“Build Verification” Stress Test in a nutshell
Before answering this let me point out that I used the word “stress” and not “performance”. That’s because performance degradation is only one of the potential finds of a good CI stress test, with errors being the other. So, before we talk about what makes a good one let’s talk about what doesn’t.
A test like you would use in regular pre-release load testing is not a good one for several reasons. These normally run for some period of time, up to an hour or longer, with ramp up, hold and ramp down times included. We need something more like the POST (power on self-test) your laptop goes through when you first turn it on – get as much done in the shortest amount of time possible, making sure there are no glaring errors or performance degradation issues before promoting the build (or bringing up Windows on your laptop in the case of the POST test).
“Engines on Blocks” methodology
The methodology I use is called “Engines on Blocks” because it’s modeled after the test harnesses that automobile engines are installed and tested in before putting them in a car at the factory. It’s not a lengthy test but it does rev the engine at 80 or 90 for a couple minutes to see if it sputters and dies. Even though only 1 or 2% fail at this stage, the cost of finding and fixing them here is much, much less than discovering it later down the line. Same goes for your application, and hence the need for a build verification test.
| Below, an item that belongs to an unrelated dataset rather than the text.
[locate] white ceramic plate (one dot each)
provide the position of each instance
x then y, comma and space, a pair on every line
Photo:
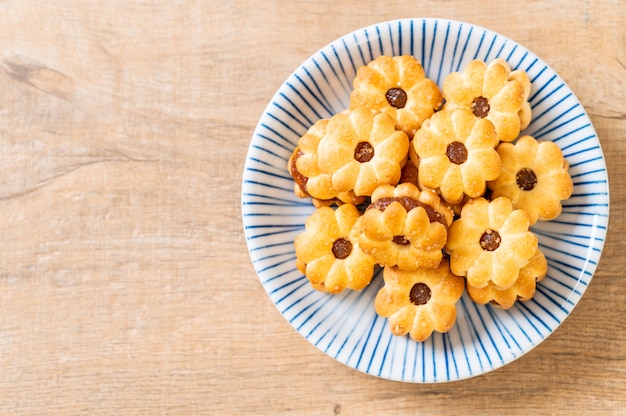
345, 326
One thing that isn’t needed is think time – what is there to think about anyway? We are not trying to model user behavior we are trying to run a 3-to-5-minute stress using the minimum number of threads needed to rev the CPU up to 80, just like that car engine. And we should be testing a happy path through the core functionality of the application, not merely logging in, traversing the menus, and logging out (although even that is better than nothing).
Your CI or build verification test represents the velocity of your core business transaction, where milliseconds count. Since this test is run many times, it becomes easy to spot historical trends and to know exactly when performance degradation first begins to happen so it can be fixed before it degrades further.
Numerous challenges ahead
Running load tests as part of the CI test pipeline is challenging for a number of reasons. They don’t simply pass or fail the way functional tests do and since every application is different there are different criteria for what should cause a failure. All the usual requirements of a load test, including test data and test users, sill apply, including the state of the database itself, before and after the test. Backing out the added transactions to avoid leaving clutter behind is always a good idea.
Has anyone out there in our readers tried this at your company? If so, would you like to share your experience with the rest of us?